Bert Ammerman answerd the phone and proclaimed, “It’s a great day. Gadhafi is dead. I couldn’t ask for anything more.”
Ammerman’s brother, Tom, died at the age of 36 when Pan Am Flight 103 exploded over Lockerbie, Scotland, on Dec. 21, 1988, leaving behind a wife and two daughters.
“I never thought I would live to see the day that Gadhafi would be brought to justice,” Ammerman told ABC News. “It’s the last chapter for me personally. I now can walk away, nearly 24 years later, and be able to say that my brother and 269 other individuals did not die in vain.”
The Boeing 747 was bombed as it traveled from London to New York, and Gadhafi’s regime was implicated in the attack.
“When it’s all said and done, you never get over the fact that your loved one was blown out of the air at 31,000 feet. But satisifed absolutely, there was justice and our system works,” said Ammerman.
For Rosemary Wolfe, who lost her stepdaughter Miriam, a 20-year-old Syracuse University student returning from a semester abroad, there is satisfaction, but there is not justice.
“While we know that he [Gadhafi] was behind it, we don’t know all the others that were involved,” she said. “We want to know the answers to that … and we won’t have truth and justice until we know.”
The only person convicted in the bombing was Abdel Basset Ali al-Megrahi, a Libyan intelligence agent, who spent eight years in prison before he was released in 2009 on humanitarian grounds because he was “near death.” Two years later, Megrahi is still alive and living in Libya.
“We know that there was no way that Megrahi … did it by himself,” Wolfe said.
Wolfe has urged the U.S. government not to release billions of dollars in frozen assets to Libya’s new government until the people who know more about the bombing of Pan Am Flight 103 come forward and provide information.
“At this point I’m concerned now that Gadhafi is gone that everyone will just call it a day and we won’t get any further information,” Wolfe told ABC News. “The one thing the U.S. is intent on is establishing a good relationship with Libya and the basis for that should be the rest of the truth.”
Ammerman does not believe the full story of the attack will ever be known.
“The cloud and conspiracy will never go away, and one thing I do know is that Libya was involved and I am 100 percent sure that he [Moammar Gadhafi] ordered this to take place,” Ammerman said. “Megrahi to me is irrelevant. He is the guppy in this process. Gadhaif is the big fish.”
Ammerman said he has always believed that once Gadhafi was removed from power the U.S. should immediately open relations with Libya and assist the Libyan people as they establish a new government.

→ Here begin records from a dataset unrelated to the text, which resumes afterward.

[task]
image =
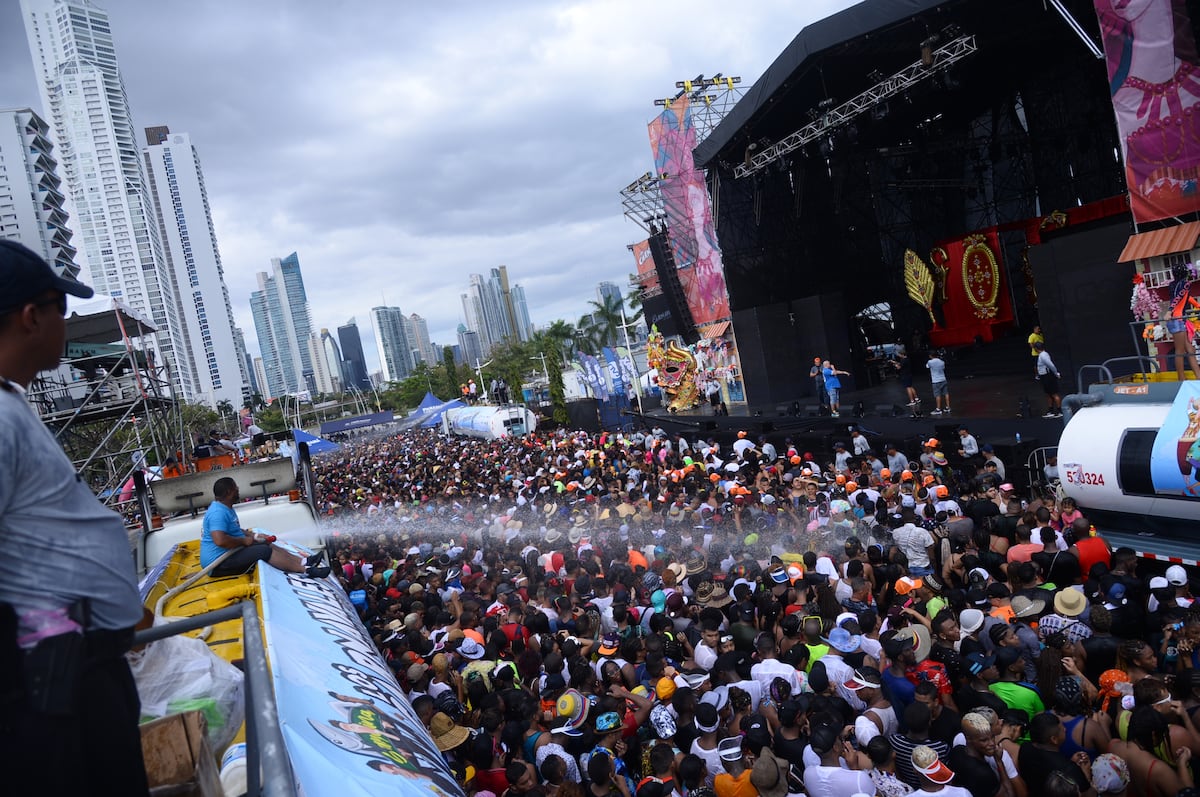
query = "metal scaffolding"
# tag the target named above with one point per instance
(109, 403)
(709, 101)
(827, 120)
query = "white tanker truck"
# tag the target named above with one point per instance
(1129, 456)
(490, 423)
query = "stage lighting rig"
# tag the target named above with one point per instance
(832, 118)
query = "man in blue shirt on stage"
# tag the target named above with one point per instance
(221, 532)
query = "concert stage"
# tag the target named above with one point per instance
(922, 147)
(985, 396)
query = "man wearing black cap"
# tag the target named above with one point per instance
(70, 707)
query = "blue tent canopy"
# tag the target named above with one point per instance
(316, 444)
(429, 413)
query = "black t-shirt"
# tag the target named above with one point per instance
(972, 773)
(1102, 654)
(1035, 766)
(947, 725)
(969, 699)
(789, 749)
(1059, 568)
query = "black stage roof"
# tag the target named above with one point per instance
(1019, 41)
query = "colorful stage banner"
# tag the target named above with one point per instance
(689, 214)
(615, 375)
(1155, 82)
(972, 289)
(647, 274)
(347, 724)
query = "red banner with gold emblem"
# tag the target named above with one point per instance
(972, 289)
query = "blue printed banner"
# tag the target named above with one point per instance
(348, 727)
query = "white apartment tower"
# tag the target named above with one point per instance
(83, 99)
(31, 205)
(419, 339)
(393, 341)
(207, 352)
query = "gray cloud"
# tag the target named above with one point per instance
(399, 147)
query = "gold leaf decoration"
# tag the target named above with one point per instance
(919, 282)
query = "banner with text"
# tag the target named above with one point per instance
(689, 214)
(1155, 82)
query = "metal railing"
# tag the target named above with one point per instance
(264, 735)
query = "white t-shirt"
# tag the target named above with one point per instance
(913, 540)
(835, 781)
(946, 791)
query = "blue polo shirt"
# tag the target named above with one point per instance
(222, 519)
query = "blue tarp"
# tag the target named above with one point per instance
(359, 421)
(316, 444)
(429, 413)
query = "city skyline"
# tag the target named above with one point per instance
(448, 175)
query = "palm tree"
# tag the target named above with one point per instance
(606, 318)
(589, 335)
(562, 334)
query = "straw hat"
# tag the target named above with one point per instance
(445, 733)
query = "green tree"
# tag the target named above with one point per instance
(606, 319)
(450, 373)
(549, 346)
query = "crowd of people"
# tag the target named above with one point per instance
(648, 615)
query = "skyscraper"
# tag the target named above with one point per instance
(609, 291)
(354, 364)
(420, 340)
(525, 327)
(280, 307)
(31, 207)
(83, 97)
(469, 346)
(393, 341)
(334, 358)
(207, 352)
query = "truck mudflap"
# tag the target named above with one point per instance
(1155, 547)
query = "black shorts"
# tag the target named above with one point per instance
(243, 559)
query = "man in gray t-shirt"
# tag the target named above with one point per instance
(936, 366)
(69, 598)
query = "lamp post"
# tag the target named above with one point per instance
(637, 377)
(479, 375)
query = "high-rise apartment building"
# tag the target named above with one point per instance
(354, 363)
(334, 359)
(419, 336)
(83, 97)
(609, 292)
(322, 371)
(31, 204)
(521, 311)
(471, 346)
(207, 349)
(394, 342)
(280, 307)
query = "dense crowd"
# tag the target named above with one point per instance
(652, 615)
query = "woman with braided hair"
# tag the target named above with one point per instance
(1150, 774)
(1138, 659)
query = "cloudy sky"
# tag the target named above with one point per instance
(400, 145)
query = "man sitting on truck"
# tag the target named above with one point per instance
(221, 532)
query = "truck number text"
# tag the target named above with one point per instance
(1085, 478)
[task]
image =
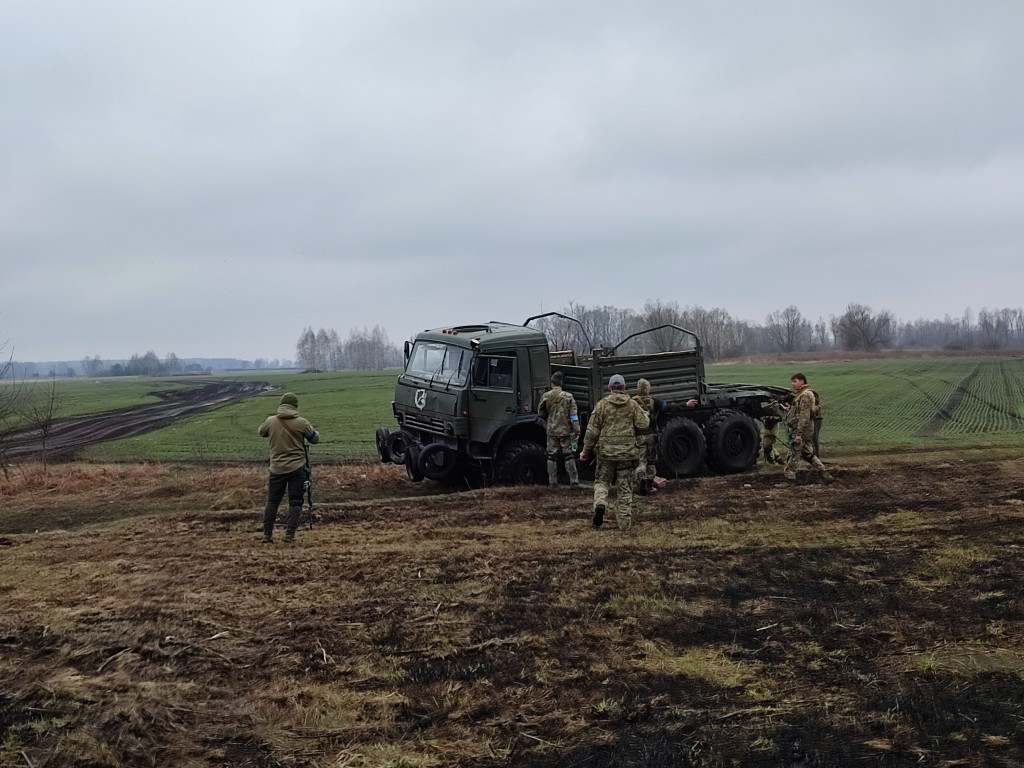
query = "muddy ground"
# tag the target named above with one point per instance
(743, 622)
(67, 437)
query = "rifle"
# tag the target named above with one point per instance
(307, 484)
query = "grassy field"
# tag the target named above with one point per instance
(915, 403)
(346, 408)
(921, 403)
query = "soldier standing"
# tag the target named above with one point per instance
(774, 414)
(559, 409)
(287, 431)
(612, 433)
(647, 438)
(816, 420)
(800, 421)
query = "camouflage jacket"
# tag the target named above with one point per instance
(816, 410)
(559, 408)
(650, 407)
(612, 428)
(287, 430)
(799, 418)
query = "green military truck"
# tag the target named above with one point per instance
(466, 403)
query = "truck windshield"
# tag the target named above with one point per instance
(432, 359)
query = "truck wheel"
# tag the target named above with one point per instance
(733, 442)
(521, 463)
(681, 449)
(397, 445)
(383, 453)
(437, 462)
(413, 464)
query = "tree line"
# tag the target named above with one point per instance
(364, 349)
(858, 328)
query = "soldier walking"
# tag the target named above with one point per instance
(770, 443)
(611, 432)
(800, 421)
(559, 409)
(647, 438)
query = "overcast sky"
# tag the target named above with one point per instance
(210, 177)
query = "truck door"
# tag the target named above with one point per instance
(493, 397)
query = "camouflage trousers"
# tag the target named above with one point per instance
(804, 452)
(619, 475)
(561, 445)
(771, 445)
(647, 468)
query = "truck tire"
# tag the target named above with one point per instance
(437, 462)
(413, 464)
(383, 453)
(398, 444)
(733, 441)
(521, 463)
(681, 450)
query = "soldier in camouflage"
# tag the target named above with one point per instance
(800, 421)
(770, 443)
(647, 438)
(612, 433)
(559, 409)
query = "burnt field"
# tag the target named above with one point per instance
(743, 621)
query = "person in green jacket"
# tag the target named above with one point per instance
(611, 431)
(287, 431)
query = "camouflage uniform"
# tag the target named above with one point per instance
(816, 420)
(647, 438)
(559, 408)
(801, 422)
(612, 431)
(770, 443)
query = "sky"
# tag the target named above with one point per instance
(209, 178)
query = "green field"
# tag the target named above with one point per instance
(346, 408)
(871, 404)
(868, 406)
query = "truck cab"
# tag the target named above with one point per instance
(467, 399)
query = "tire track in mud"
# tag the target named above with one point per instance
(69, 436)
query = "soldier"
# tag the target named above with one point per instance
(801, 424)
(612, 433)
(647, 438)
(287, 431)
(559, 409)
(816, 420)
(770, 443)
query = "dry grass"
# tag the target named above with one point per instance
(742, 622)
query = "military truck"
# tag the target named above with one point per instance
(466, 403)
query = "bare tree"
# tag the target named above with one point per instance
(859, 329)
(787, 330)
(42, 409)
(305, 349)
(12, 394)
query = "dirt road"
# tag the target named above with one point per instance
(67, 437)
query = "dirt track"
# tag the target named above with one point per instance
(743, 622)
(69, 436)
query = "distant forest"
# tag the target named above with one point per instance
(784, 331)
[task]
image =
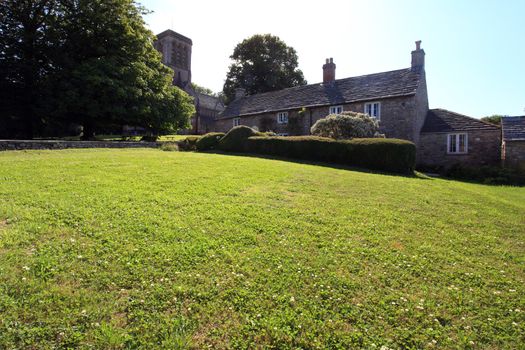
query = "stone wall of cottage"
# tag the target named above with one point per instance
(401, 117)
(514, 154)
(420, 109)
(483, 149)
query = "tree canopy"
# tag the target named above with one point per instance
(262, 63)
(87, 62)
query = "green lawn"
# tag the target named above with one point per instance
(145, 249)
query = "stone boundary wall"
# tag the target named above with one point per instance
(13, 145)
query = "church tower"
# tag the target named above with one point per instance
(176, 54)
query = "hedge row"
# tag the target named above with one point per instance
(390, 155)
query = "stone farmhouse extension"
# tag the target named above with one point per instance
(398, 99)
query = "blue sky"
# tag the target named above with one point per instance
(475, 50)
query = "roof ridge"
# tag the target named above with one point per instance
(466, 116)
(321, 83)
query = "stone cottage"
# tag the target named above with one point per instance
(397, 99)
(449, 138)
(176, 54)
(513, 145)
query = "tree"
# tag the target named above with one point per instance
(95, 66)
(346, 125)
(262, 63)
(202, 89)
(112, 75)
(494, 119)
(25, 60)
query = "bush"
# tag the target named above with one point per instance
(209, 141)
(149, 138)
(390, 155)
(189, 143)
(346, 126)
(234, 139)
(169, 147)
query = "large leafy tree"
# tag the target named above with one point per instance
(26, 50)
(104, 69)
(262, 63)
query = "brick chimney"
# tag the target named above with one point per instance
(418, 57)
(239, 93)
(329, 71)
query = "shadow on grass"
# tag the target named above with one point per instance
(413, 175)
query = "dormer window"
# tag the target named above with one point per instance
(336, 109)
(373, 109)
(282, 118)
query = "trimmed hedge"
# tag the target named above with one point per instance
(189, 143)
(209, 141)
(390, 155)
(234, 139)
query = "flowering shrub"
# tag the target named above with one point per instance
(346, 125)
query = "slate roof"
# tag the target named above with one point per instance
(441, 120)
(513, 128)
(209, 102)
(170, 32)
(403, 82)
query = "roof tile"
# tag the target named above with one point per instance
(441, 120)
(513, 128)
(401, 82)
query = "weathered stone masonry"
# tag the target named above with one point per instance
(13, 145)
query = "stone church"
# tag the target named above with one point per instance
(397, 99)
(176, 54)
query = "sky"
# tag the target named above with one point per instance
(475, 49)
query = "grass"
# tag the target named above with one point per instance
(148, 249)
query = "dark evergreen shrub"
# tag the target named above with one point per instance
(149, 138)
(234, 139)
(390, 155)
(209, 141)
(189, 143)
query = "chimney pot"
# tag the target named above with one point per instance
(329, 71)
(418, 57)
(239, 93)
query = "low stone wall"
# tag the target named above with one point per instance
(12, 145)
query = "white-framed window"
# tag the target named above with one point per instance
(457, 143)
(373, 109)
(282, 118)
(336, 109)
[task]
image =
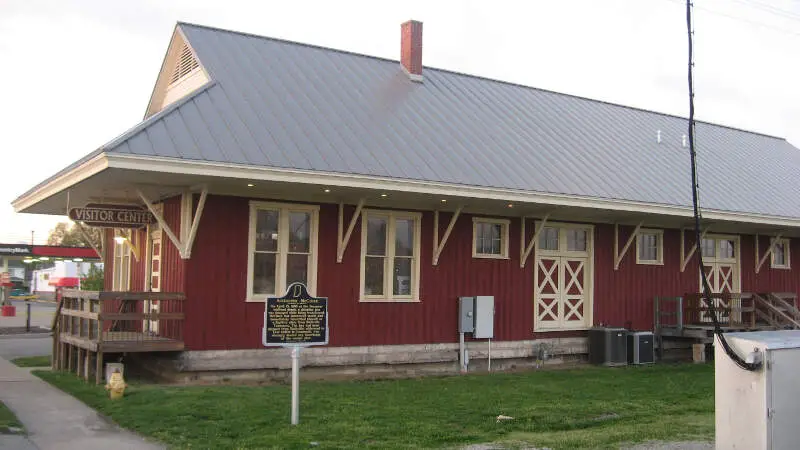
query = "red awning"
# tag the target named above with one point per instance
(65, 252)
(64, 282)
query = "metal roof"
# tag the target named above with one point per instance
(281, 104)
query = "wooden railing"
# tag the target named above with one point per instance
(733, 309)
(121, 321)
(743, 311)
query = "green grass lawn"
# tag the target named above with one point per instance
(7, 420)
(581, 408)
(32, 361)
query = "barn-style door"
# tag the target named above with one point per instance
(562, 278)
(721, 262)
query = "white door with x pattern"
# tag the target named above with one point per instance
(563, 278)
(721, 262)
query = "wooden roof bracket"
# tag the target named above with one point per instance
(344, 237)
(98, 247)
(760, 261)
(161, 222)
(439, 246)
(618, 255)
(189, 243)
(527, 247)
(686, 257)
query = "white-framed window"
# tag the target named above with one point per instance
(780, 255)
(489, 238)
(650, 247)
(122, 267)
(548, 239)
(390, 251)
(282, 248)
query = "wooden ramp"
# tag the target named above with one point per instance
(90, 324)
(689, 317)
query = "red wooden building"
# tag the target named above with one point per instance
(393, 189)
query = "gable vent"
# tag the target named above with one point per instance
(185, 64)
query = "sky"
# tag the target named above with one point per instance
(76, 73)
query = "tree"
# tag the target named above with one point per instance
(70, 235)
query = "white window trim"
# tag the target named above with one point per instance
(659, 261)
(562, 239)
(280, 277)
(388, 296)
(503, 237)
(787, 254)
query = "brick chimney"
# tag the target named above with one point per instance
(411, 49)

“I never had a gripe with the population of Libya. I’m a firm believer that citizens throughout the world just want to live a good quality of life,” he said. “They do not support or agree overall with the policies of these maniacs. … Today’s enemies are tomorrow’s allies.”
For both Ammerman and Wolfe, Gadhafi’s death may be satisfying, but it will never fill the void in their lives.
“There’s never closure,” Wolfe said. “There really is no such thing as closure because once something like this has happened it changes you and your family forever.”
The Associated Press contributed to this report.